Juan y yo hemos recorrido el primer
tramo del camino desviándonos a la derecha cuando el sotobosque de,
fundamentalmente, adelfas, tamujos y zarzamoras lo hace posible para observar
el cauce del río y el mismo bosque, formado por sauces, álamos y alisos. Aunque
en algunos tramos la extracción de áridos ha desarbolado la ribera y ha
ensanchado el cauce, el bosque está, en general, muy bien conservado, y junto
con el río sirve de morada a distintas especies de anfibios, de peces, de aves
y de mamíferos, lo que hace que este territorio esté incluido en el Plan
Especial de Protección del Medio Físico, realizado por la Junta de Andalucía en 1984, como
“Complejo Ribereño de Interés Ambiental”.
Próximos a la ribera, se hallan por
ambos márgenes los restos de varios molinos, como el de Las Tres Paradas, junto
al que hubo un puente hasta el siglo XVII, el de Camacho, el de Casimiro y el
de Los Bobadillas.

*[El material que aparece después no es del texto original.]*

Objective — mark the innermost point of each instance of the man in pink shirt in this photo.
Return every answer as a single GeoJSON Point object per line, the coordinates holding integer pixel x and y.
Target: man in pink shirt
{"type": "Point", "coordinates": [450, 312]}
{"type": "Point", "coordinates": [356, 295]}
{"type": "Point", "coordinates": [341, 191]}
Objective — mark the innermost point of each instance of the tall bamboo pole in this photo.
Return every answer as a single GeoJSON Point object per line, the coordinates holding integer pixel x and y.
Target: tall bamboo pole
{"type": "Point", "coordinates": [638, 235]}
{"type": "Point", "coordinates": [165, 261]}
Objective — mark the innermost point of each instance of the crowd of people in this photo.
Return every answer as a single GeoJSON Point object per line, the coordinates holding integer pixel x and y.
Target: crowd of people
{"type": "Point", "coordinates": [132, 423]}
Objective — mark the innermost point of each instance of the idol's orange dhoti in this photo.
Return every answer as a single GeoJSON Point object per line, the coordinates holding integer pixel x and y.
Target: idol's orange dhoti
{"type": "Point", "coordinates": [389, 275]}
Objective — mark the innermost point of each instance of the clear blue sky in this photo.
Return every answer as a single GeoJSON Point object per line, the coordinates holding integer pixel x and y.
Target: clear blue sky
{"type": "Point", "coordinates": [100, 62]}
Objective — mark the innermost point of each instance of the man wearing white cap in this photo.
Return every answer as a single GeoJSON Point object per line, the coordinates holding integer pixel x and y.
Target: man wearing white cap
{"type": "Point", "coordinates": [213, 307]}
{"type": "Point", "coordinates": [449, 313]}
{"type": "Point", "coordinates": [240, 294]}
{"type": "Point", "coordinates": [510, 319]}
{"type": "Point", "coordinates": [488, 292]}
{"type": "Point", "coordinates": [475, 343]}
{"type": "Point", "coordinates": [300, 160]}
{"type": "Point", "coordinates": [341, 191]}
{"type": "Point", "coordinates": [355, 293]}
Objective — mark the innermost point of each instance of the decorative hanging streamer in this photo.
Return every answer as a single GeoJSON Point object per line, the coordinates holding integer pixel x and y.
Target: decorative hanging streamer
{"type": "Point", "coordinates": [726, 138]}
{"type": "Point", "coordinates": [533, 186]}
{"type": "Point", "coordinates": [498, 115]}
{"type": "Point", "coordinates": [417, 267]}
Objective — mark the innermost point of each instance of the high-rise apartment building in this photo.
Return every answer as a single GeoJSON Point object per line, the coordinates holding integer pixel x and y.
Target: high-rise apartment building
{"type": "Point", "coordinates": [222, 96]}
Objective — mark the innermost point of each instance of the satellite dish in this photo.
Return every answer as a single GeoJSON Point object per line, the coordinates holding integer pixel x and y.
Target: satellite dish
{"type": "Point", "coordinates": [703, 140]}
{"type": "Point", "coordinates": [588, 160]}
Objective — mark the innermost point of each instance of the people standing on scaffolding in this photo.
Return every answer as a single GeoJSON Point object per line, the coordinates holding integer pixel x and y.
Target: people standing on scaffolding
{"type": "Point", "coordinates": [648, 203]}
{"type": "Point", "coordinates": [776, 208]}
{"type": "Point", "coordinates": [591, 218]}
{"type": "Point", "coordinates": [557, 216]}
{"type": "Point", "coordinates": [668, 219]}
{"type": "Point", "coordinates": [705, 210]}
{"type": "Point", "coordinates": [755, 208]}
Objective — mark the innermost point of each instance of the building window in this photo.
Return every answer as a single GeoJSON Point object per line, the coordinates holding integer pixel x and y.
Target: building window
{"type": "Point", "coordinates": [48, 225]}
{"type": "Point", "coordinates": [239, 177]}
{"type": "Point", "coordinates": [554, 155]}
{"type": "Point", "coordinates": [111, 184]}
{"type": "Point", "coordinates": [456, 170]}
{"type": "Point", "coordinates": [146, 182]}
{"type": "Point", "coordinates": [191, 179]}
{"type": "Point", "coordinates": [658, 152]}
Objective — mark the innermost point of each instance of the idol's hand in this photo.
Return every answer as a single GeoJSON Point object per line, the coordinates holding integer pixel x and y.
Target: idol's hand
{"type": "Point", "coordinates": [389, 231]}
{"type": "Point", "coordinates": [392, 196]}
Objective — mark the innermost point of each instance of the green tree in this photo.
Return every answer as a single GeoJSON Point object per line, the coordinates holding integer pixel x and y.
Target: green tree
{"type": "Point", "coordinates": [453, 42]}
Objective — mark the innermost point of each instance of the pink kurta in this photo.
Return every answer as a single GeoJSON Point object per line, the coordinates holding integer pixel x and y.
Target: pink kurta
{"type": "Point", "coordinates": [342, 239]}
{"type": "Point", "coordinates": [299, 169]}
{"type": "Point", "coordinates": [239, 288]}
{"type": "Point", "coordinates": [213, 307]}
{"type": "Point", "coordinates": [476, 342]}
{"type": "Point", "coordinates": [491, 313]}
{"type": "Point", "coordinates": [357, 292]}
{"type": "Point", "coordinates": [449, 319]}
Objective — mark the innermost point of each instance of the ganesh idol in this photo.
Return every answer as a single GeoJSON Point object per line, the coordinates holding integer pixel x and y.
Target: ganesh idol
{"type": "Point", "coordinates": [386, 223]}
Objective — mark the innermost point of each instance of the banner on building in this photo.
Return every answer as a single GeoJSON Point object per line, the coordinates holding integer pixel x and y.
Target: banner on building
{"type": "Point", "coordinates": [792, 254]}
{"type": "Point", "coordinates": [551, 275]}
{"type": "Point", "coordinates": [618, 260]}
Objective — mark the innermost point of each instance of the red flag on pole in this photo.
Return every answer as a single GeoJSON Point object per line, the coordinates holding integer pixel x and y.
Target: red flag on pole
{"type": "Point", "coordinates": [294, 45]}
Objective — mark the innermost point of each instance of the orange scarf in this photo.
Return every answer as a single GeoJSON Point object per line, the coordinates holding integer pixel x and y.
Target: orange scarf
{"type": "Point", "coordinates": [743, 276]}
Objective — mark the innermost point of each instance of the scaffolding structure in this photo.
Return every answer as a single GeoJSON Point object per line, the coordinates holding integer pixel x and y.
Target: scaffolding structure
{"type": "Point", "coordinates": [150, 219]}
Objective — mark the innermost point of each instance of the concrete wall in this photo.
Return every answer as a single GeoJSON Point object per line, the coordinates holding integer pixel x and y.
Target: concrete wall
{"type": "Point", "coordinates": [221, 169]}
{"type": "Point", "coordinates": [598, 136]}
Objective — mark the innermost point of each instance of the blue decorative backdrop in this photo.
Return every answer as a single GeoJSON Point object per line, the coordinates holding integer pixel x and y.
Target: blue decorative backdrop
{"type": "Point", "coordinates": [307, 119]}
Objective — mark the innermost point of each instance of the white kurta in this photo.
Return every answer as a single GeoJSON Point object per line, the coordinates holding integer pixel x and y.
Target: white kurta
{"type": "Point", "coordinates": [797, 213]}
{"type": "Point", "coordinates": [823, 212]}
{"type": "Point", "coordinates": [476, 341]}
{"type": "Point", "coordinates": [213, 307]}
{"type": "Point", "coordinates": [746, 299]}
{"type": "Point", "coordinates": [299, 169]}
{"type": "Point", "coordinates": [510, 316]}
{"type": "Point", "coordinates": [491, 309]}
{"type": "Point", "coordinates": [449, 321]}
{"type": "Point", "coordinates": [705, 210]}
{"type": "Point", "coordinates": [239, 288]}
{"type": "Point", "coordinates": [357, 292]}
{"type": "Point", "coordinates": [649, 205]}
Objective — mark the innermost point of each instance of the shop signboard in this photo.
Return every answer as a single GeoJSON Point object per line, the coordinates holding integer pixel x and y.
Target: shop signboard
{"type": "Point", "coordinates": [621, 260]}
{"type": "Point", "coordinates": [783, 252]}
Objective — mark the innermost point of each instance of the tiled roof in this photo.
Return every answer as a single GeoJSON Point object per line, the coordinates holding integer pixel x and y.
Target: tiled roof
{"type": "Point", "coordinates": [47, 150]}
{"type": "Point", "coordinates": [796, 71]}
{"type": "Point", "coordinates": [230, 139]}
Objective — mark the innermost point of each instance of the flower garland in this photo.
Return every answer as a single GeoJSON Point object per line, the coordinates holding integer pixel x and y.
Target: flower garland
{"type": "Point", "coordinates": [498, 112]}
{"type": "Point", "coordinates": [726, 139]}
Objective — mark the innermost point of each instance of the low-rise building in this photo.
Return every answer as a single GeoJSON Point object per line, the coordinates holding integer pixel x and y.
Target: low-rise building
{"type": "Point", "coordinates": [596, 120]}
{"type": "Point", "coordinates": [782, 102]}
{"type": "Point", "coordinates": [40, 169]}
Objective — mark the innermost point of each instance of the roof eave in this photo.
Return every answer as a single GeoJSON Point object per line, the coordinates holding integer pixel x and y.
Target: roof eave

Nuestro destino es el molino de La Jurada, que aún está en
pie con todas sus instalaciones internas, aunque rodeado de las ruinas de sus
edificaciones anejas. Para llegar hasta él, debemos girar a la izquierda (hacia
el Este) cuando el camino se encuentra con una casa de labor, pasar por delante
del cortijo de Julio y volver hacia el Sur para coger el camino de Torrecampo a
El Horcajo, por el que se atravesará el río Guadalmez.
El molino de La Jurada se levanta entre
el arroyo Navalengua, que desemboca en el Guadalmez unos cuantos metros más
adelante, y este río, por el que debemos cruzar nosotros si queremos cumplir
con nuestro objetivo inicial. La cuestión, sin embargo, no es baladí, pues
aunque hay unas pasaderas, el abundante caudal ha vuelto escurridizas las
piedras, lo que podría dar con nuestros huesos en el río, que por aquí tiene
más de medio metro de profundidad.
Como el riesgo es elevado, dejamos
lo más sensible al agua escondido entre unos tamujos (la cámara de fotos, el
móvil y la cartera) y cruzamos el río con la ayuda de un palo. Ya en el otro
lado, observamos en el suelo el tronco del mítico pino que hasta que lo derribó
el viento (de eso hará un par de años) daba idea, como un faro, de la ubicación
del molino desde varios kilómetros de distancia y recorremos luego el caz por
el que se conducía el agua al artilugio, una obra monumental de más un
kilómetro de longitud en cuyo suelo de barro se agolpan ahora las huellas de
los ciervos.
La vuelta al molino lo hacemos por la
vega del río. Tras cruzar en sentido inverso la corriente, recogemos nuestras cosas y nos
disponemos a desandar el camino. Los pocos kilómetros que nos quedan los
hacemos a buen ritmo y hablando de esto y de lo otro, como deben hacer –pienso yo– un padre y un hijo.